The Indonesian Government, for its part, agreed to recognize GAM as a legitimate political party and remove all non-locally raised military and police from the province. The troops had been stationed in Aceh since 2002 following the breakdown in peace negotiations in Tokyo.
Both sides had appeared to comply with these terms by year’s end with GAM having renounced their armed struggle and handed in weapons to a team of international observers. The Indonesian Government had fulfilled its part of the understanding by withdrawing most of their troops from Aceh in a much-publicized ceremony from the Acehnese port of Lhokseumawe.
Chief international mediator behind the peace process, Maarti Ahtisaari, a former Finnish Prime Minister praised the way both sides had stuck to the terms of the MOU,
“I'm not surprised, but I must say that I'm nevertheless impressed and pleased that the parties have kept to their word,” he said to the BBC. “"It's a very impressive performance by both the government of Indonesia and GAM.”
Professor Damian Kingsbury, an Australian academic who acted as an advisor to the rebels during the negotiations also commended the Indonesian Government’s acceptance of the MOU,
“The peace deal proves that the Indonesian Government is now capable of finding political answers to political problems, rather than military answers to political problems,” he said to the Age newspaper.
However cracks began to appear in the accord just days after GAM decommissioned their weapons when rebel leaders accused the Government of breaking the terms of the peace deal by redeploying up to a battalion of soldiers to the devastated province for “reconstruction purposes.”
The decision to return troops to the province came at the request of Aceh's Rehabilitation and Reconstruction Agency chief Kuntoro Mangkusubroto.
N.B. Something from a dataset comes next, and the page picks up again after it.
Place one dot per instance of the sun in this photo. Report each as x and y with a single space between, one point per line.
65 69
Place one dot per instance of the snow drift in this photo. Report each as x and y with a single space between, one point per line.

Kuntoro, whose agency had come under fire for the slow pace of the reconstruction effort, had requested the TNI’s assistance in rebuilding important infrastructure projects in devastated Aceh where last year’s destructive tsunami had left as many as 190,000 still homeless one year after the disaster.
However senior GAM leader Baktiar Abdullah said any additional troops would break the understanding, which allows for only 14,700 Acehnese raised troops and 9100 police officers to be deployed in the province. <!--page-->
“If there are any more than that, even one, it will breach the agreement's memorandum of understanding,” he said to reporters adding, “If they can use that excuse now, later they could use others.”
Baktiar also said the request was an underhanded attempt to return TNI (Indonesian military) troops to the province which would be,
“… an unhealthy development, because it will create anxiety and also concern among the civilian population who have not forgotten the hard experience that they have had during the large presence of the military here in Aceh,” he said to Australian radio.
Indonesian President Susilo Bambang Yudhoyono though has denied that the terms of the peace agreement had been violated,
“This deployment should not disturb the ongoing peace process,” he said in Aceh saying the troops would be engineers whose mission would be to rebuild and repair desperately needed bridges and roads.
Senior Indonesian military officials agreed with the President and welcomed the proposal,
“If the [Aceh and Nias Reconstruction and Rehabilitation Agency] has no other choice but to ask for military help to carry out reconstruction, then we will help, on the condition that [the agency] provides the funds to mobilize the troops,” said TNI commander General Endriartono Sutarto to reporters.